¿La promesa de justicia quedará solamente en ver tras las rejas a Emilio Lozoya? Es la pregunta que surge tras la información publicada por el periódico Reforma, en la cual, se asegura que la Fiscalía General de la República (FGR) habría solicitado ante el juez una pena de 39 años de prisión por los crímenes cometidos en el escándalo de corrupción de Odebrecht.
Lo que de entrada podría parecer una buena noticia, deja un sabor amargo. Quizá porque las dimensiones del caso Lozoya hacían suponer que podría ser el inicio de un maxiproceso judicial que, de una vez por todas, permitiera poner ante la justicia a una extensa red de políticos, empresarios y autoridades que se enriquecieron gracias a la corrupción.
En su momento, la detención y extradición del exdirector de Pemex -acusado de lavado de dinero, asociación delictuosa y cohecho- hacía suponer que sería la puerta de entrada para llegar a políticos de mayor perfil como el expresidente Enrique Peña Nieto o Luis Videgaray, quien fungió como el verdadero poder tras el trono, durante el lamentable sexenio peñista, cúspide del mirreinato.
Algo similar ha ocurrido con el caso de Rosario Robles, quien sigue en prisión, luego de que en fechas recientes un juez le negó, por quinta ocasión, el cambio de medidas cautelares, decisión que la obliga a permanecer en prisión preventiva justificada, ante el riesgo de que pueda darse a la fuga.
Si bien es cierto que tanto Robles como Lozoya merecen estar en prisión por todo el daño que cometieron en agravio de los mexicanos, llama la atención que ninguno de estos funcionarios aportaron pruebas que pudieran incriminar a los eslabones más altos de una cadena de corrupción que, en buena parte, explica los altos niveles de violencia que prevalecen en el país.
México está desaprovechando, una vez más, la oportunidad de impartir justicia. Y eso, como hemos visto, tiene muchas consecuencias a futuro.
Tras un inicio prometedor, las capturas de políticos de alto perfil durante el sexenio del presidente Andrés Manuel López Obrador, brillan por su ausencia. Una situación que abona poco a la cada vez más olvidada cruzada anticorrupción que en algún tiempo fue la principal bandera del proyecto reformista de la Cuarta Transformación. De ahí que la corrupción ha pasado a un plano más ambiguo en el discurso presidencial, mientras otros asuntos como el éxito de los programas sociales y las grandes obras de infraestructura, han ocupado ese vacío.

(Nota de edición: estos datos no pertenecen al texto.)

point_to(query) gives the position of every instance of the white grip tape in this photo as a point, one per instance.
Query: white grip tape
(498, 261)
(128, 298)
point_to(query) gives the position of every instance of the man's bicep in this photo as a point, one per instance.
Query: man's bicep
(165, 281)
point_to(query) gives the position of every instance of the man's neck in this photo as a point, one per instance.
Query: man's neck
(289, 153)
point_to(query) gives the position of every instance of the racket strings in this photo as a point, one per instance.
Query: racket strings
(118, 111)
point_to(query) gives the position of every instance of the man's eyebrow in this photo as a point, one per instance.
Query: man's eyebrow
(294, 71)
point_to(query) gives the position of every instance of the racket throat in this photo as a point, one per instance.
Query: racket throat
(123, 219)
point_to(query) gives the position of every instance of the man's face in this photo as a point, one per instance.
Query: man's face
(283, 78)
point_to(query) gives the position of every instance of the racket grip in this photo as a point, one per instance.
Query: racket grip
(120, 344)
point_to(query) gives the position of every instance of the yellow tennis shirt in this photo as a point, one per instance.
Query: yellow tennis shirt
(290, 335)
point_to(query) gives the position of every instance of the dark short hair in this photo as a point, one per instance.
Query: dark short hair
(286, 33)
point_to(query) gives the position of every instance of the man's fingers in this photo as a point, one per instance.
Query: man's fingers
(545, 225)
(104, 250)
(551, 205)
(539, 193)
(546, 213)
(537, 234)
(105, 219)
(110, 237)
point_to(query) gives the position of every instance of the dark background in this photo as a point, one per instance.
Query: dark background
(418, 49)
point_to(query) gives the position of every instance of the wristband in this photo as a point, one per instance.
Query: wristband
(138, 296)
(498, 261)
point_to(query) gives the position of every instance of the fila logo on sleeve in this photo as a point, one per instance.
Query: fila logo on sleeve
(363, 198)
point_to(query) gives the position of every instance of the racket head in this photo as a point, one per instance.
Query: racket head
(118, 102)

Esta situación evidencia que la FGR, al frente del fiscal Alejandro Gertz Manero, sigue siendo quizá el principal talón de Aquiles del sexenio lopezobradorista. Si bien es cierto que, por ley, la fiscalía es un órgano autónomo que no depende del Ejecutivo, hasta el momento no hemos visto un intento del presidente López Obrador por remover al fiscal ante la falta de resultados. Todo quedó en un anecdótico jalón de orejas. Algo similar ocurre en el Congreso, donde los posicionamientos sobre la labor del fiscal, suelen ser demasiado laxos. De este modo, Gertz sigue “nadando de muertito”, con un ostracismo demasiado evidente en un país tan sediento de justicia. Pero eso sí, ocupando el cargo de fiscal para beneficio personal.
La judicialización de casos contra políticos de alto perfil queda muy corta en comparación a las expectativas que se tenían inicialmente. Vaya, ni siquiera la consulta popular para enjuiciar a expresidentes contribuyó a que se avanzara en este ámbito, a pesar de que casi 7 millones de personas se pronunciaron a favor de revisar y castigar los crímenes del pasado.
La impunidad es un fantasma que merodea a la 4T, a pesar de los avances estructurales en temas como la evasión fiscal y la condonación de impuestos a grandes deudores. El encarcelamiento de Robles y Lozoya es el mínimo aceptable para tratar de callar los cuestionamientos.
¿Qué tendría que pasar para que el gobierno de López Obrador y otros sectores del Estado mexicano vaya a fondo con el castigo contra los corruptos que durante décadas saquearon al país? Es difícil establecerlo con precisión.
Pero lo cierto es que no habrá transformación de fondo mientras los aparatos de justicia sigan siendo utilizados como filtro para administrar políticamente, la impunidad.